Technical Specification Section 5.4.1 stated, in part, that written procedures shall be established, implemented, and maintained covering the applicable procedures recommended in Regulatory Guide 1.33, Revision 2, Appendix A, February 1978.

NRC Regulatory Guide 1.33, Appendix A, Section 9 addresses Procedures for Performing Maintenance, and Section 9.e addresses general procedures for the control of maintenance, Licensee procedure OP-AA-103-105, Limitorque Motor-Operated and Chainwheel Operated Valve Operations, Revision 4, Step 4.2.2.4 stated:

Electrical operation of MOVs is required after placing a MOV in the manual operating mode as a Post Maintenance Test (PMT) to verify the return of the MOV to the electrical operating mode. This PMT is required to establish the MOV as Operable for remote operation. If a MOV is required to be Operable or Available for remote electrical operation while in the manual mode, additional testing may be required to demonstrate confidence in the ability of the actuator to transfer from manual to motor operation.

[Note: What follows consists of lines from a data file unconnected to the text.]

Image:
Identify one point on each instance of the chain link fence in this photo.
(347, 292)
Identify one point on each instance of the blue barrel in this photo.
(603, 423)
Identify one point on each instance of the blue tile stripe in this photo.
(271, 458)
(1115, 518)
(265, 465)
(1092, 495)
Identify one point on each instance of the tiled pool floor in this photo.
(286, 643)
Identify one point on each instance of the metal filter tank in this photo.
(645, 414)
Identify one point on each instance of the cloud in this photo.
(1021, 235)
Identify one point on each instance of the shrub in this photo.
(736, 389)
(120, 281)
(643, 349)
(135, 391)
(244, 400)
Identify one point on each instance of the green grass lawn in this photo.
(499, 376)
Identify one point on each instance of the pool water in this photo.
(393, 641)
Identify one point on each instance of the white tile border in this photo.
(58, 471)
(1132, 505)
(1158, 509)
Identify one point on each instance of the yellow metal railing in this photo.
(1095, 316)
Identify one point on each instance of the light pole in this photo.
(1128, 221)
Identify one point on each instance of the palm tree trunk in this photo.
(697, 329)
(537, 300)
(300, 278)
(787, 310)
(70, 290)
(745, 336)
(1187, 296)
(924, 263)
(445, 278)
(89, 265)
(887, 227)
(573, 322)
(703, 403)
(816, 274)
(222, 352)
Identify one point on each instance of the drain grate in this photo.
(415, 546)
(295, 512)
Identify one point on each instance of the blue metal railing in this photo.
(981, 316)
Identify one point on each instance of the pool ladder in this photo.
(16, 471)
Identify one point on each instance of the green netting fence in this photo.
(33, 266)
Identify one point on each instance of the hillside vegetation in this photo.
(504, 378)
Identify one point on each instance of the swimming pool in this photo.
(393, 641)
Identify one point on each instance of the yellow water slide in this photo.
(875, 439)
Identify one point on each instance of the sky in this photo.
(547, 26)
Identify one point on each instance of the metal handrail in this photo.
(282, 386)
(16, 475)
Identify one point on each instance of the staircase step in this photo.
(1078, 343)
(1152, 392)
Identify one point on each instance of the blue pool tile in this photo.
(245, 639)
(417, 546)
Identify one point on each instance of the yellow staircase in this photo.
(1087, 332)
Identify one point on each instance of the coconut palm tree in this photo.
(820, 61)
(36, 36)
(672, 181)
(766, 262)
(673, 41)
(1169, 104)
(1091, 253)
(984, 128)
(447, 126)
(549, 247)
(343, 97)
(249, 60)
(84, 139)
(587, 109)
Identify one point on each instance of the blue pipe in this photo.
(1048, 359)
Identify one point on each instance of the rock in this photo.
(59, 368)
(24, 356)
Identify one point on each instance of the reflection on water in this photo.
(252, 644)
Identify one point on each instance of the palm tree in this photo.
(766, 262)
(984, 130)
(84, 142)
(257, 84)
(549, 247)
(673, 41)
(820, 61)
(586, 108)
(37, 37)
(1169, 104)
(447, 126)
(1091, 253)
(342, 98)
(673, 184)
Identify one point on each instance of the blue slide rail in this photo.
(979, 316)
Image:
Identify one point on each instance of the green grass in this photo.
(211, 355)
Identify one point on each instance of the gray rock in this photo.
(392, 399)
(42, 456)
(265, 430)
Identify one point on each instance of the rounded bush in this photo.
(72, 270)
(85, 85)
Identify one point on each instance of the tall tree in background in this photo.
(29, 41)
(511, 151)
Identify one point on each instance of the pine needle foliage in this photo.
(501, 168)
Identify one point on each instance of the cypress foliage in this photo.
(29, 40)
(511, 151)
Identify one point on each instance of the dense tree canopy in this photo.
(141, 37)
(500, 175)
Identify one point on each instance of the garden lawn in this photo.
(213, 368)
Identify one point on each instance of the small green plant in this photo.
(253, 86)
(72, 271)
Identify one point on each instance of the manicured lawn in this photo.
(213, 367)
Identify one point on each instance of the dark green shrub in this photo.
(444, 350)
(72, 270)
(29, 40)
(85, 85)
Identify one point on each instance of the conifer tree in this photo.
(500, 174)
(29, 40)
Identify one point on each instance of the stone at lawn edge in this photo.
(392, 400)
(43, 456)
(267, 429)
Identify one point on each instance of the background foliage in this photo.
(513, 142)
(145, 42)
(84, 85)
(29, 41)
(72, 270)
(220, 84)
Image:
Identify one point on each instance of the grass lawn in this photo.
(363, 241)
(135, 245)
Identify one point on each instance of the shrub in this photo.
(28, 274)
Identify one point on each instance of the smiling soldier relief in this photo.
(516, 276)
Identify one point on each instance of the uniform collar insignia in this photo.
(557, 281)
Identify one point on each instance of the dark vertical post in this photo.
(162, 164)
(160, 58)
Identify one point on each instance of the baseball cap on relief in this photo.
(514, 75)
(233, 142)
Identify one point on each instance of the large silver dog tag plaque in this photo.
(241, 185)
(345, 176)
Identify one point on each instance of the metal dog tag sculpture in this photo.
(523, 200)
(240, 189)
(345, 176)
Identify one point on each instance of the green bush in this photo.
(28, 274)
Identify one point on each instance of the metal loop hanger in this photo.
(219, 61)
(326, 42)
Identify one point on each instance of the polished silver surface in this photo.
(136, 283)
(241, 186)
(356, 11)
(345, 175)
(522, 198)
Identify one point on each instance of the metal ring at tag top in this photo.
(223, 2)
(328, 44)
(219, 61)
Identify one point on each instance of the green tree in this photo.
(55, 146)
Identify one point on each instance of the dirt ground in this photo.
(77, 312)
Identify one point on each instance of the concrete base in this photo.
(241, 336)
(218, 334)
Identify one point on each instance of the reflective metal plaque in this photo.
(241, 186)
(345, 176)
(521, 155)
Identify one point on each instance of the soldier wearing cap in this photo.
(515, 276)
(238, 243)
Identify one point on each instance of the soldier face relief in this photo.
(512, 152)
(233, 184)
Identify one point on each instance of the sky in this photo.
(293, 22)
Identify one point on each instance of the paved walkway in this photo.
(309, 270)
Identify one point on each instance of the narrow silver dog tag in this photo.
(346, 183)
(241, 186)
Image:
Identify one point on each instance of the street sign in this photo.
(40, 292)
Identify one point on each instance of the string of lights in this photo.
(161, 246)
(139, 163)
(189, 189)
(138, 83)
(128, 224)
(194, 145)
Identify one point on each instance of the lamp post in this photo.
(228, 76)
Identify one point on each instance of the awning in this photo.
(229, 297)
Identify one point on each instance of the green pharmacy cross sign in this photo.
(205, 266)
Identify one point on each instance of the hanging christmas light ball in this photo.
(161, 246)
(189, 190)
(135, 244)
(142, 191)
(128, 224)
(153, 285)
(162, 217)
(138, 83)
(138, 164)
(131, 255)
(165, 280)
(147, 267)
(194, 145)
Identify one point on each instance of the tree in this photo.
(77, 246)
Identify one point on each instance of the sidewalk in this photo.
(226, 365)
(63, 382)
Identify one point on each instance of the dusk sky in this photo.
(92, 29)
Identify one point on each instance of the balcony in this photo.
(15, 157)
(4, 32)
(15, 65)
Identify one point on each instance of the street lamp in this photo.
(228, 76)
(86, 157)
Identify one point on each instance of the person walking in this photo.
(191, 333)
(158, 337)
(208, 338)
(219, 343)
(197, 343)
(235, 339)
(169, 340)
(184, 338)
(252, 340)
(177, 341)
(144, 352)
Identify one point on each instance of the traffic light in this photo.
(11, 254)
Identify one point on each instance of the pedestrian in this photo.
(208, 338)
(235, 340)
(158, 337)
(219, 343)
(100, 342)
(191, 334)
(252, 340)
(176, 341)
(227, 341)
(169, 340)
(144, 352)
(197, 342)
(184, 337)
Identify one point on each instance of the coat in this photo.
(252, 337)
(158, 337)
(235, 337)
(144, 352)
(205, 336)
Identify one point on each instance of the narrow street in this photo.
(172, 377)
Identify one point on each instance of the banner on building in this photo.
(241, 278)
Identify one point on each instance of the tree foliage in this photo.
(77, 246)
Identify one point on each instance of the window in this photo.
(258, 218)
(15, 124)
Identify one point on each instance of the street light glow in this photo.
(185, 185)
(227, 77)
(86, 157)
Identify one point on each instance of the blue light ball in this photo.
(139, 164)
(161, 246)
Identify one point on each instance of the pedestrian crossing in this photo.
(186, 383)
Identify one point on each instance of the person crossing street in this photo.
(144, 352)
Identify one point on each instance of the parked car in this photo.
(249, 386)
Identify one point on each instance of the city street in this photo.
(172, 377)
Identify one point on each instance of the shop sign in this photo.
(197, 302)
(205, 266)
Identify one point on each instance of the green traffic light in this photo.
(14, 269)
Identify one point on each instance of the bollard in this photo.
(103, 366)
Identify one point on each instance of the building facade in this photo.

Licensee procedure MA-AA-716-012, Post Maintenance Testing, Attachment 2, MOV Post Maintenance Test Matrix, Revision 20, requires a control room functional stroke to be performed whenever the valve actuator is placed in manual.

Contrary to the above, from March 22-23, 2015, the licensee failed to implement Step 4.2.2.4 of procedure OP-AA-103-105 and Attachment 2 of procedure MA-AA-716-012. Specifically, following the operation of RCIC MO 1-1301-61 in the manual mode for a clearance order, the licensee failed to electrically operate, or otherwise conduct a PMT to ensure the operability of the RCIC system.

Immediate corrective actions included manually engaging the motor clutch for RCIC MO 1-1301-61 and electrically stroking the valve to verify proper operation. The licensee also determined the valve was operable but degraded and planned future repairs to the valve actuator for the automatic clutch mechanism. This violation is being treated as an NCV, consistent with Section 2.3.2 of the Enforcement Policy.

The violation was entered into the licensees CAP as IR 2472416.

(NCV 05000254/2015002-01; 05000265/2015002-01, Failure to Conduct Post Maintenance Testing Following Manual Operation of RCIC MOV)

.9 Annual Follow-up of Selected Issues: Root Cause Evaluation for IR 2468511: Individual

Working on Bus 12 Contacted Energized Equipment

a. Inspection Scope

The inspectors reviewed the licensees Root Cause Evaluation for an event that occurred on March 14, 2015, when a contract electrician was injured after coming into contact with an energized 4160 V Bus component, which was documented in IR 2472416.

The inspectors reviewed the nuclear safety aspects of this event and identified one issue of concern that is documented as a finding below.

This review constituted one in-depth problem identification and resolution sample as defined in IP 71152-05.

b. Findings

Inadequate Zone of Protection for Electrical Bus Maintenance

Introduction:

A finding of very low safety significance (Green) was self-revealed on March 14, 2015, for the licensees failure to implement a clearance order for electrical maintenance on Bus 12, Cubicle 9, that provided a safe zone of protection for all physical work to be performed under the clearance order or for required equipment protection, as required by licensee procedure OP-AA-109-101, Clearance and Tagging, Revision 10.

Description:

On March 14, 2015, a contract electrical worker received an electrical shock while performing electrical maintenance on Unit 1 4160 V Bus 12, Cubicle 9. The licensee documented the issue in their CAP as IR 2468511, Individual Working on Bus 12 Contacted Energized Equipment, and conducted a root cause investigation into the event. There were several root and contributing causes to this event. In general, the licensee identified that there were breakdowns in the execution of electrical work safety practices and in identification of an adequate zone of protection for Bus 12, Cubicle 9.

Licensee Procedure OP-AA-109-101, Step 1.2.5 stated, The requirements of this procedure shall be met to protect against potential hazards to personnel safety from plant systems during physical work on a system; and Step 7.1.2 states, Clearance orders will provide a safe zone of protection for all physical work to be performed under the clearance order or for required equipment protection. This is accomplished by identifying, isolating, and tagging all required isolation points.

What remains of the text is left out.